FOR forty years Muhammad Abdelaziz led his exiled people in the wilderness, promising to take them across the 1,600-mile-long Morrocan wall that bisects their homeland, and onwards to an independent Western Sahara. He died on May 31st as far from his goal as when he began. Neither 15 years of guerrilla war nor 25 years of UN-mediated talks reversed their exodus. Mr Abdelaziz leaves behind 100,000 refugees encamped in the world’s harshest desert, and perhaps four times that number under a repressive Moroccan thumb.
For most of his time as leader of the Sahrawis, the world ignored their plight. Western Sahara, a former Spanish colony, had never been a state. The UN first promised the Sahrawis a referendum on self-determination in the 1960s and has often repeated that promise, but never kept it.
Morocco sent 300,000 settlers into Western Sahara after the Spanish withdrew in 1975, chasing out large numbers of Sahrawis and annexing the territory. A UN peacekeeping mission was established in 1991 to count voters, but otherwise outsiders have largely looked the other way. For Europe, Morocco’s assistance in suppressing terrorism and migration out of Africa has made it too important an ally to risk a showdown over a forgotten cause. Its buoyant economy and the inclusion of Islamists in its political system have earned it praise, too. And who wants to revive one of the Middle East’s few dormant conflicts?
Muhammad Abdelaziz has died, but his people’s grievances still fester
Mr Abdelaziz was an old-fashioned Marxist who, like Muammar Qaddafi of Libya, took power while only in his 20s. American admirers hailed him as a Sahrawi George Washington, but his ten successive election victories started to look about as credible as the fictional Sahrawi Arab Democratic Republic he professed to lead: even Zimbabwe’s Robert Mugabe has not lasted as long in office.
Mr Abdelaziz’s armed force, the Polisario Front, has not fought in a generation. His people are in camps where for half the year the temperature exceeds 50 degrees; other elements batter them for the rest. Rains in October 2015 washed away 18,000 tents and mud huts. Now that he is dead, Morocco hopes that a steady trickle of Sahrawis back to Western Sahara from exile in Algeria may yet become a flood.
In this they will probably be disappointed. Frustrated, resentful and now rudderless, a third generation of Sahrawi refugees are again rattling sabres.
Some refugees resort to smuggling drugs and fuel to get by; and in the Sahara the line between smugglers and jihadists is often blurry. A man called Abu Walid al-Sahrawi has declared his allegiance to Islamic State (IS), and threatened to attack Morocco’s tourism industry, the last in north Africa that has so far escaped this fate. Morocco’s ongoing spat with Algeria, which continues to harbour Polisario, increases uncertainty. Both states face a common threat from IS, but they detest each other too much to join forces against it.

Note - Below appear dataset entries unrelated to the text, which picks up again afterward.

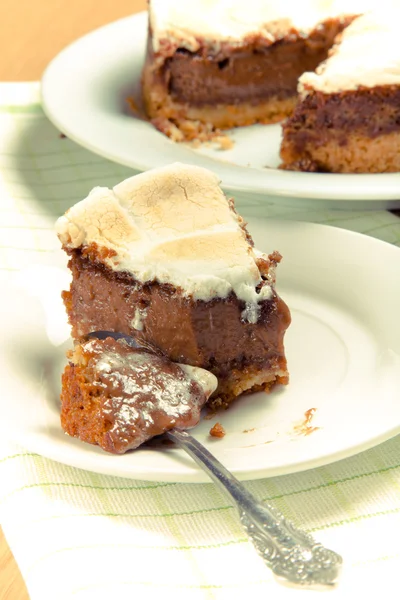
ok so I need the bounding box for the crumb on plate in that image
[209,422,226,438]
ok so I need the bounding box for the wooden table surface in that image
[0,3,146,597]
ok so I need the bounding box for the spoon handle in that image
[166,429,342,588]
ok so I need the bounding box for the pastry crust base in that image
[280,131,400,173]
[142,61,296,141]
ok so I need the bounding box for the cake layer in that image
[282,86,400,141]
[280,86,400,173]
[63,250,290,405]
[61,337,217,453]
[165,20,348,107]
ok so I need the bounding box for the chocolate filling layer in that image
[282,86,400,149]
[63,251,291,383]
[165,20,349,106]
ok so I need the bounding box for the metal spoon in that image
[86,331,342,588]
[167,428,342,589]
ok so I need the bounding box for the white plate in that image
[41,13,400,209]
[2,218,400,483]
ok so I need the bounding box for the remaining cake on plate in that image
[61,336,217,453]
[142,0,361,141]
[280,11,400,173]
[56,163,291,413]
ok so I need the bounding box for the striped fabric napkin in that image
[1,83,400,599]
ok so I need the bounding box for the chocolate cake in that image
[56,163,291,410]
[142,0,360,141]
[280,11,400,173]
[61,336,217,453]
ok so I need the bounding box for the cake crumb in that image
[243,428,255,433]
[204,410,215,420]
[294,408,320,436]
[213,135,234,151]
[209,422,226,438]
[152,117,185,142]
[279,157,321,172]
[127,96,149,121]
[127,96,140,115]
[151,115,234,150]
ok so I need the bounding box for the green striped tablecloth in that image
[1,83,400,599]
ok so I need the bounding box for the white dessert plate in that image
[2,218,400,483]
[41,12,400,209]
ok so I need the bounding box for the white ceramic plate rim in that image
[41,12,400,205]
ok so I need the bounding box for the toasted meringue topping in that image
[56,163,273,309]
[149,0,380,55]
[299,10,400,94]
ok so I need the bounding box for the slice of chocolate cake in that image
[61,336,217,453]
[280,11,400,173]
[142,0,359,142]
[56,163,291,409]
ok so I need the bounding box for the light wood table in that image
[0,3,146,597]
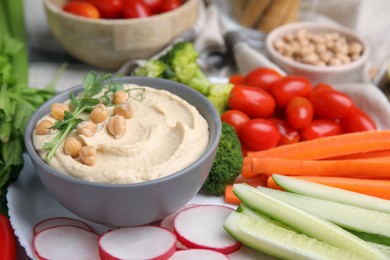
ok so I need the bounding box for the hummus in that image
[33,84,209,184]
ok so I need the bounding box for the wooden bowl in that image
[44,0,200,69]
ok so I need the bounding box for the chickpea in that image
[35,120,53,135]
[77,121,96,137]
[112,90,128,105]
[51,103,70,120]
[63,137,82,157]
[107,115,126,139]
[113,103,133,119]
[349,41,363,55]
[79,145,97,165]
[90,104,108,124]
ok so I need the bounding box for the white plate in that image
[7,155,230,259]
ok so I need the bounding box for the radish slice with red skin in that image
[169,249,229,259]
[33,226,99,260]
[99,226,176,260]
[33,217,93,234]
[173,204,241,254]
[160,204,197,231]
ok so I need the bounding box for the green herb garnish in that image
[42,72,145,161]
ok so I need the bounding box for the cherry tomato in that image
[63,1,100,18]
[221,109,250,133]
[314,83,334,92]
[309,89,354,119]
[339,107,377,133]
[244,68,282,92]
[159,0,183,13]
[269,118,300,145]
[123,0,152,18]
[141,0,164,13]
[301,119,342,141]
[79,0,123,18]
[285,97,313,129]
[271,75,312,107]
[228,85,275,118]
[229,74,245,85]
[239,119,281,151]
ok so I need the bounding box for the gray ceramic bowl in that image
[25,77,221,227]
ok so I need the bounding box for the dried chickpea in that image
[63,137,82,157]
[35,120,53,135]
[77,121,96,137]
[112,90,128,105]
[51,103,70,120]
[113,104,133,119]
[107,115,126,139]
[90,104,108,124]
[79,145,97,165]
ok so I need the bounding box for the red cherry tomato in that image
[228,85,275,118]
[159,0,183,13]
[301,119,342,141]
[244,68,282,92]
[239,119,281,151]
[269,118,300,145]
[123,0,152,18]
[285,97,314,129]
[221,109,250,133]
[229,74,245,85]
[79,0,123,18]
[314,83,334,92]
[141,0,164,13]
[63,1,100,18]
[309,89,354,119]
[271,75,312,107]
[340,107,377,133]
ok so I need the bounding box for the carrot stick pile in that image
[225,130,390,204]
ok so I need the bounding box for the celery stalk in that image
[3,0,28,86]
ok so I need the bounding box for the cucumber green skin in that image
[256,186,390,240]
[224,211,363,260]
[350,230,390,247]
[272,174,390,214]
[233,183,388,260]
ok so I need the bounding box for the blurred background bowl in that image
[266,22,370,84]
[25,77,221,227]
[43,0,200,69]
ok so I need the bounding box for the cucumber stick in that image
[233,183,388,259]
[272,174,390,214]
[238,203,298,232]
[256,186,390,240]
[224,211,363,260]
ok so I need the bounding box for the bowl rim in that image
[43,0,198,25]
[25,76,221,189]
[265,21,371,73]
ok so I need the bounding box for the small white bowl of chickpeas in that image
[266,22,370,84]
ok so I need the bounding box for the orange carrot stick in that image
[247,130,390,160]
[224,185,240,205]
[267,176,390,200]
[249,157,390,179]
[328,149,390,160]
[234,174,268,187]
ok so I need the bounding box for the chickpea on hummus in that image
[33,84,209,184]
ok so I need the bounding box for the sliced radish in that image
[173,204,241,254]
[33,226,99,260]
[169,249,229,259]
[160,204,196,231]
[33,217,93,234]
[99,226,176,260]
[160,204,197,250]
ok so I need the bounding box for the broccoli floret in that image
[207,83,234,115]
[202,122,243,196]
[133,60,168,78]
[159,42,211,95]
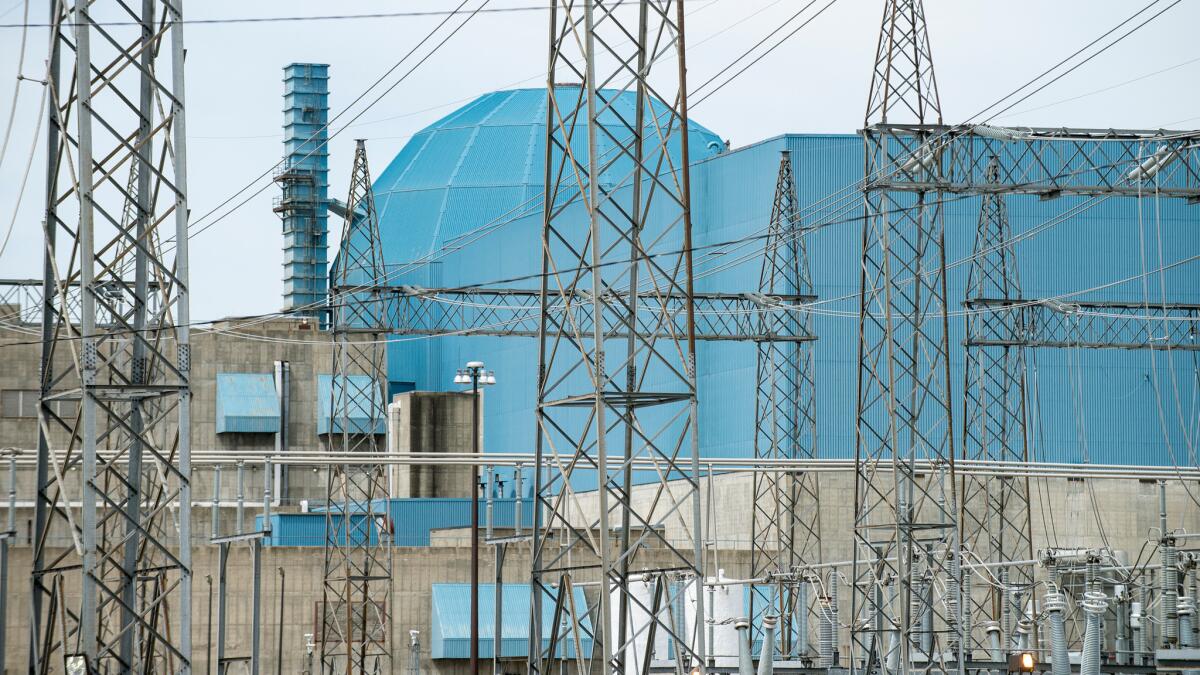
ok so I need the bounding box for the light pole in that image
[454,361,495,674]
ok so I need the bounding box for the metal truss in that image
[963,299,1200,351]
[959,161,1034,659]
[852,2,964,675]
[348,285,815,342]
[530,2,708,673]
[749,151,823,660]
[320,141,393,675]
[31,0,194,673]
[867,125,1200,200]
[1,283,816,344]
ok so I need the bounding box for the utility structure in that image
[530,1,709,672]
[959,159,1036,657]
[853,1,964,673]
[749,151,823,661]
[30,0,194,673]
[320,140,394,675]
[853,2,1200,672]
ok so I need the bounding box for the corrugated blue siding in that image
[430,583,593,659]
[316,374,386,435]
[215,373,279,434]
[258,498,536,547]
[258,513,381,548]
[367,87,1199,469]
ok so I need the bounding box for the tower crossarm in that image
[867,124,1200,199]
[964,298,1200,351]
[339,285,818,342]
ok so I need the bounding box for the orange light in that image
[1019,652,1036,672]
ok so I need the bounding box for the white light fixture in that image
[453,361,497,387]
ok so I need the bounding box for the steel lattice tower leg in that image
[852,2,963,675]
[31,0,194,672]
[530,2,707,673]
[750,150,823,660]
[959,159,1035,659]
[320,140,393,675]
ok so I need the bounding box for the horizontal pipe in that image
[4,451,1198,481]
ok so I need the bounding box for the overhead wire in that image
[169,0,488,248]
[157,0,853,338]
[0,0,52,262]
[1134,167,1200,510]
[0,4,559,28]
[0,0,28,170]
[171,0,1185,315]
[993,55,1200,122]
[6,199,1197,350]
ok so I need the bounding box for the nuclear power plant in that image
[0,2,1198,675]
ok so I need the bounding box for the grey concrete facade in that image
[388,391,479,499]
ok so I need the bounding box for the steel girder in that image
[852,3,965,675]
[31,1,194,673]
[866,125,1200,200]
[531,2,708,673]
[749,151,824,661]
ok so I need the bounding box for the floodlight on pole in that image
[453,359,495,675]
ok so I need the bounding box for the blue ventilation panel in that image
[215,373,279,434]
[276,63,330,316]
[316,374,386,435]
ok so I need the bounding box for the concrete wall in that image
[0,472,1197,673]
[0,535,745,675]
[388,391,479,499]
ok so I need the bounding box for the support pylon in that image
[530,2,707,673]
[852,2,963,674]
[31,1,194,672]
[750,150,823,660]
[959,159,1035,657]
[320,140,393,675]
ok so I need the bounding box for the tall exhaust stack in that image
[274,63,330,316]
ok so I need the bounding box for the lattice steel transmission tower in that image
[852,1,964,674]
[31,0,194,673]
[750,150,823,660]
[530,1,708,673]
[959,159,1034,656]
[320,140,393,675]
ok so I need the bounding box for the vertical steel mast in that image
[959,159,1035,657]
[852,1,963,674]
[531,1,706,673]
[32,0,194,672]
[750,150,822,659]
[320,140,393,675]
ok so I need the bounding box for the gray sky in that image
[0,0,1197,320]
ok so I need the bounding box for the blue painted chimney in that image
[274,63,330,316]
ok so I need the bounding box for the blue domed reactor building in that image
[284,77,1199,472]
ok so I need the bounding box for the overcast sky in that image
[0,0,1196,320]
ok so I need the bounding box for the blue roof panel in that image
[215,373,279,434]
[430,583,593,659]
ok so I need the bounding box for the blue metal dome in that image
[372,87,725,266]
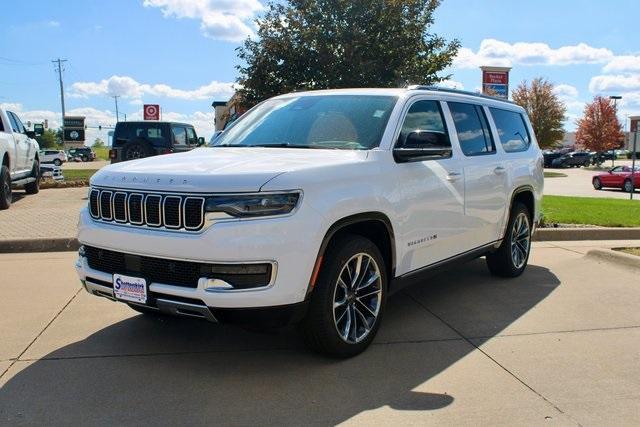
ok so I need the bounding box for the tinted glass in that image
[0,114,4,132]
[12,113,26,133]
[490,108,531,152]
[448,102,495,156]
[172,127,187,145]
[114,123,164,143]
[186,127,197,145]
[213,95,397,150]
[399,100,449,146]
[7,112,20,132]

For the first time in years, Western powers sound unnerved. In March Morocco’s King Muhammad expelled much of the UN’s Saharan mission after Ban Ki-moon, the UN secretary-general, described Western Sahara as occupied territory. The UN Security Council responded by giving him 90 days to let the UN mission return. Morocco is celebrating the death of Mr Abdelaziz, a man it called a mercenary, a traitor and a terrorist. But his cause will not die with him.